In Situ DNA Detection Using a Phase-Demodulated High-Order Intermodal Interferometer Based on an Exposed-Core Microstructure Fiber

In this article, we demonstrate a phase-demodulated high-order intermodal interference based on exposed-core microstructure fiber (ECF), and it is applied for low-concentration in situ deafness gene DNA detection. The simulation results show that the phase sensitivity of the high-order interference mode (LP01–LP $_{\text {21{a}}}{)}$ is about $6\times $ higher than that of the low-order (LP01–LP $_{\text {11{b}}}{)}$ , which is different from the traditional wavelength-coded demodulation method.
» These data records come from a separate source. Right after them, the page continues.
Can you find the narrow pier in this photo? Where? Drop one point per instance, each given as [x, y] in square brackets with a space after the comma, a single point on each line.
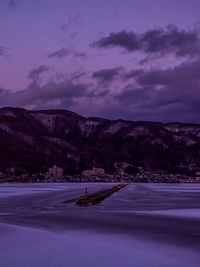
[97, 197]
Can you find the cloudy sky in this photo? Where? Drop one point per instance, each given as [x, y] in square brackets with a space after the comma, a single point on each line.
[129, 59]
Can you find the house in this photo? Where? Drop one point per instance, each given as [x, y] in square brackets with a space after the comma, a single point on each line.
[94, 172]
[56, 172]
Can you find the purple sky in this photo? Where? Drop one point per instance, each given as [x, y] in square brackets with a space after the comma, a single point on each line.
[129, 59]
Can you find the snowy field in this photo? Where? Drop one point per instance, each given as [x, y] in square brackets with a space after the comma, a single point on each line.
[140, 225]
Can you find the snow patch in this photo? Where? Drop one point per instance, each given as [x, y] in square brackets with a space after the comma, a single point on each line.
[116, 127]
[47, 120]
[88, 126]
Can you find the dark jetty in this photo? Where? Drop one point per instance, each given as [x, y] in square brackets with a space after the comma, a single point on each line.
[97, 197]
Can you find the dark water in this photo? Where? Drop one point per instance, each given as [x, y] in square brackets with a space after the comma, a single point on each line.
[140, 225]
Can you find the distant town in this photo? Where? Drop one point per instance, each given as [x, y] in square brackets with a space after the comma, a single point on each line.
[124, 173]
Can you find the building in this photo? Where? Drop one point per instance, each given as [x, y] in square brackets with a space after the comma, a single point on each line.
[94, 172]
[56, 172]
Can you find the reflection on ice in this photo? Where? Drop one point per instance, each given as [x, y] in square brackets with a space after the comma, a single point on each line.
[29, 247]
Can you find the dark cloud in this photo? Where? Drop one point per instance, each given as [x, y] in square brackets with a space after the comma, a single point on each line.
[156, 93]
[105, 76]
[127, 40]
[64, 52]
[12, 3]
[162, 41]
[133, 74]
[71, 20]
[38, 96]
[61, 53]
[3, 52]
[78, 54]
[34, 74]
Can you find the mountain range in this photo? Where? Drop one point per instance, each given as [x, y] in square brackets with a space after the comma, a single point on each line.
[34, 140]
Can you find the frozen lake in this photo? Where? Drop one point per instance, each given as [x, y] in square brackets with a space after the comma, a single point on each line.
[140, 225]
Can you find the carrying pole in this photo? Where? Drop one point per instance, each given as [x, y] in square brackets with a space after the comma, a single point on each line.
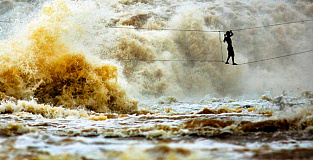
[221, 45]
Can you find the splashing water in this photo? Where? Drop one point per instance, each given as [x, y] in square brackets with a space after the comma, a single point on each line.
[68, 91]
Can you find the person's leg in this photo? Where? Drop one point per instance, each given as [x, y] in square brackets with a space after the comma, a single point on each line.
[233, 58]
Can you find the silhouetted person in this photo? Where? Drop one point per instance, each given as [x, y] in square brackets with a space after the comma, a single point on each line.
[230, 46]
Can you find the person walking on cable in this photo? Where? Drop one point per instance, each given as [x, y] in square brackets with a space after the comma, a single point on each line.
[230, 48]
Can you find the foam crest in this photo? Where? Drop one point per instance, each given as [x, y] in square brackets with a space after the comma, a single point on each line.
[42, 65]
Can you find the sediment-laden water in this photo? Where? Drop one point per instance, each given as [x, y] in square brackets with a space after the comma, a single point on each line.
[68, 89]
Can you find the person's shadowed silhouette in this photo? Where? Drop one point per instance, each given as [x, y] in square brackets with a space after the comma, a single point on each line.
[230, 46]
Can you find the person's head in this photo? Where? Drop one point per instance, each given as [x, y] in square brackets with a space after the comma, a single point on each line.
[228, 33]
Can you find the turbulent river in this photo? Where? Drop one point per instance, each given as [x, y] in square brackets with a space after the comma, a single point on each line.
[144, 79]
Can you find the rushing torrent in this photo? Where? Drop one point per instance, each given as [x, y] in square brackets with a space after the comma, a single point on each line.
[78, 80]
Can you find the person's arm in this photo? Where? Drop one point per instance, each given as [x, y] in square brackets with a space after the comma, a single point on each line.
[231, 33]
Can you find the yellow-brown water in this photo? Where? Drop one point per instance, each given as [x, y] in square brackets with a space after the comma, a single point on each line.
[67, 93]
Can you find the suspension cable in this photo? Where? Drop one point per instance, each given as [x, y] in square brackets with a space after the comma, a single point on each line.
[267, 59]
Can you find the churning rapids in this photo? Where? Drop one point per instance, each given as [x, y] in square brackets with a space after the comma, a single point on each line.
[69, 91]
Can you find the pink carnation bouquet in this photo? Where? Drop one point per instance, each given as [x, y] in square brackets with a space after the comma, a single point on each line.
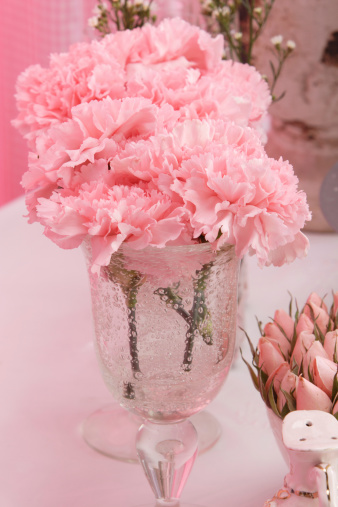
[295, 364]
[148, 137]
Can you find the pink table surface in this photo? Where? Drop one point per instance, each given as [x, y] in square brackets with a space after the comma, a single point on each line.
[49, 383]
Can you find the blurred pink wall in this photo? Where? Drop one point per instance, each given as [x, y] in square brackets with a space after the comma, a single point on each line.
[30, 31]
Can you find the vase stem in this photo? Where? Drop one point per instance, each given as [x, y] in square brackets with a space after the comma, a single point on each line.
[167, 453]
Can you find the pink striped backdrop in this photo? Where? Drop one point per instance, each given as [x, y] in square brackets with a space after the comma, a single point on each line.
[30, 31]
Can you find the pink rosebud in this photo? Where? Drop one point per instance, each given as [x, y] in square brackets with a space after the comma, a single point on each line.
[269, 357]
[331, 344]
[304, 324]
[288, 385]
[277, 376]
[318, 314]
[315, 350]
[335, 303]
[311, 397]
[324, 371]
[303, 343]
[315, 299]
[281, 340]
[277, 338]
[335, 408]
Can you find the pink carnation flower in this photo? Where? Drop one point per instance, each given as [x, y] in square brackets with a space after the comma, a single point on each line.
[110, 216]
[175, 63]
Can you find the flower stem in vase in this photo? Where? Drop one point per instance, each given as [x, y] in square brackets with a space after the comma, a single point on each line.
[130, 282]
[197, 318]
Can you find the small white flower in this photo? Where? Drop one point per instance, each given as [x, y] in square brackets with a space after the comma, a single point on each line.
[291, 45]
[277, 40]
[93, 22]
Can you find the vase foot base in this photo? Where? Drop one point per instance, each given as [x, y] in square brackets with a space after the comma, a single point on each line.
[112, 431]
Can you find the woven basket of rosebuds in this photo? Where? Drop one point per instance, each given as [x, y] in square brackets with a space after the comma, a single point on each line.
[295, 363]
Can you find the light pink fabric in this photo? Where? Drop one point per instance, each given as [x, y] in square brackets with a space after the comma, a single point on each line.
[30, 31]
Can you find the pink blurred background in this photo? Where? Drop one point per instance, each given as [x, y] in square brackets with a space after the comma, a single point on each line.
[30, 31]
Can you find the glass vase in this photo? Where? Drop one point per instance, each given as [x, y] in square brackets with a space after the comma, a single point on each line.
[165, 328]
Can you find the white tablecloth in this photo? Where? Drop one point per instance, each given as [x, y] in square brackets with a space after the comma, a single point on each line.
[49, 383]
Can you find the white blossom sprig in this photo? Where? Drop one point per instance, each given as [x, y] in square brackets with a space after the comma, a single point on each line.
[120, 15]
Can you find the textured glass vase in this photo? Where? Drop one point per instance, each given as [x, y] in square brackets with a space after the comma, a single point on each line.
[165, 326]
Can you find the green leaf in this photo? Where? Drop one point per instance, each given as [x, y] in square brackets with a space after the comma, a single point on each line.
[290, 400]
[285, 411]
[272, 401]
[262, 378]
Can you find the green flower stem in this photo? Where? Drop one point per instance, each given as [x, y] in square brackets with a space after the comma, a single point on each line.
[130, 282]
[132, 331]
[197, 318]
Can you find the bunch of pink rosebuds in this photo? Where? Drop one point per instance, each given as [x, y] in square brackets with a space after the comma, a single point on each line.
[295, 364]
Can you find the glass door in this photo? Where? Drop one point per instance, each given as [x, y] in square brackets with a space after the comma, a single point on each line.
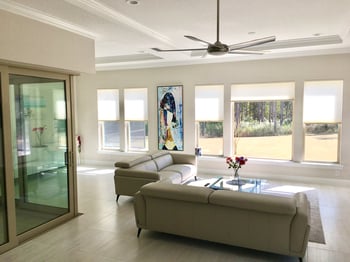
[39, 149]
[3, 208]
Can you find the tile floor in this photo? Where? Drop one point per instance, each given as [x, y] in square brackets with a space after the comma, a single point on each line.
[107, 232]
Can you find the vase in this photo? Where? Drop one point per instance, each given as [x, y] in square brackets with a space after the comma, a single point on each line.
[236, 181]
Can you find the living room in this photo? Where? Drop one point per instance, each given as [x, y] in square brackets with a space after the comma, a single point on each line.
[106, 224]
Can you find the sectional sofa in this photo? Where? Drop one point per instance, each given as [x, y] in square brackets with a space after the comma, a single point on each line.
[165, 166]
[263, 222]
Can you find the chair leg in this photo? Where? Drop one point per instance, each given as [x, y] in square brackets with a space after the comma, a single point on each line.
[139, 232]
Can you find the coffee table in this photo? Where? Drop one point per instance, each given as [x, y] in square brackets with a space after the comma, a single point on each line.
[251, 185]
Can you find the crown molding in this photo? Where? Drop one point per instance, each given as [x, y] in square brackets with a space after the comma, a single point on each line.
[99, 9]
[37, 15]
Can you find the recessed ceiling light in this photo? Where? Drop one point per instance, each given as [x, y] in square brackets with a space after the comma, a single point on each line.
[133, 2]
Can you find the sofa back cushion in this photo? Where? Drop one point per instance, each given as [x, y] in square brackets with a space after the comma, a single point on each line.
[163, 161]
[176, 192]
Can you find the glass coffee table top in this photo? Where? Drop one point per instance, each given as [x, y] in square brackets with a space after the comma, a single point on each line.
[251, 185]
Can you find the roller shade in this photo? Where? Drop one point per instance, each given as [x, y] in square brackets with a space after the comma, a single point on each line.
[323, 101]
[262, 92]
[135, 104]
[209, 103]
[108, 104]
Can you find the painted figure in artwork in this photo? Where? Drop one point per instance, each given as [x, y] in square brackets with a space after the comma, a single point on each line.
[168, 121]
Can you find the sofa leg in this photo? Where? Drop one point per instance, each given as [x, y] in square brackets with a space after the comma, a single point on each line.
[139, 232]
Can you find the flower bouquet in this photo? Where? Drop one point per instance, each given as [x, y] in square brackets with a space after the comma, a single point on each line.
[236, 164]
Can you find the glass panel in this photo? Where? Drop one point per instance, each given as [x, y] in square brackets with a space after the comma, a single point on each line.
[210, 138]
[263, 129]
[110, 132]
[138, 135]
[38, 116]
[321, 142]
[3, 211]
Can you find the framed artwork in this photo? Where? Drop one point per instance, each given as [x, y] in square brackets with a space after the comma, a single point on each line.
[170, 118]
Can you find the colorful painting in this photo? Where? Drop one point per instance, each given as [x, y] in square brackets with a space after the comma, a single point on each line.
[170, 118]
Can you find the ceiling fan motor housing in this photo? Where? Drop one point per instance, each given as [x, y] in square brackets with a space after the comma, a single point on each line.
[218, 49]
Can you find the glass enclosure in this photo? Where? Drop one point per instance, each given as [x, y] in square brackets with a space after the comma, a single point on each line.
[39, 150]
[3, 209]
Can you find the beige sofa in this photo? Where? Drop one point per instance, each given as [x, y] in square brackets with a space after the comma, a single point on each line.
[165, 166]
[258, 221]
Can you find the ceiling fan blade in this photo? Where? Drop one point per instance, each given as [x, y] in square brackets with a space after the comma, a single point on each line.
[197, 39]
[246, 52]
[177, 50]
[255, 42]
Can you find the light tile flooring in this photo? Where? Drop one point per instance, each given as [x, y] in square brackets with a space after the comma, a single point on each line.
[107, 232]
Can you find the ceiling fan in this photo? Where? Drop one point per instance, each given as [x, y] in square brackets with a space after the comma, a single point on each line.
[219, 48]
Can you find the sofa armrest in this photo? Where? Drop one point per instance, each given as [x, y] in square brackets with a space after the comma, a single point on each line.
[140, 210]
[137, 173]
[184, 159]
[300, 227]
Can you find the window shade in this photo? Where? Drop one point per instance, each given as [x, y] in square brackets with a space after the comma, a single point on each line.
[323, 101]
[262, 92]
[135, 104]
[108, 104]
[209, 103]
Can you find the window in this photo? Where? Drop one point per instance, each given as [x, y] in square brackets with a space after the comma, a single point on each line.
[322, 116]
[262, 120]
[108, 118]
[136, 116]
[209, 116]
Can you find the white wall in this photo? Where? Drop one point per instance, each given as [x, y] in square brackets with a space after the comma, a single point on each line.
[25, 41]
[297, 70]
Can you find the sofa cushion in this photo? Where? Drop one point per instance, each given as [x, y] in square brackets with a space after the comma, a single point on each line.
[174, 177]
[176, 192]
[163, 161]
[186, 171]
[146, 166]
[262, 203]
[132, 162]
[158, 153]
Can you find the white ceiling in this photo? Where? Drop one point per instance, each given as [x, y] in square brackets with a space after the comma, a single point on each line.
[124, 34]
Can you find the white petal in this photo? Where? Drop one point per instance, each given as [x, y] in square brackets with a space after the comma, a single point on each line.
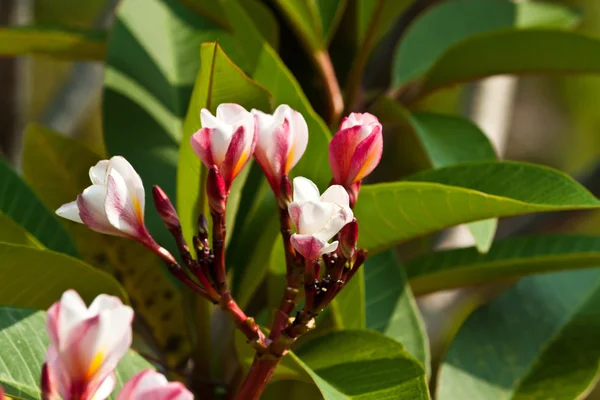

Hybridization experiments of complementary and noncomplementary deafness gene DNA fragments were carried out, and the sensing system was obtained to screen for complementary gene fragments. DNA complementary fragments with concentrations as low as 1 nM can be detected with a corresponding phase variation of 7.394°. The limit of detection (LOD) is as low as 0.046 nM. The experiment and theoretical analyses prove that this fiber optic biosensor can obtain high sensitivity and signal-to-noise ratio with phase-demodulation high-order intermodal interference scheme, which provides an alternative for the subsequent studies of high-sensitivity and high-precision sensors.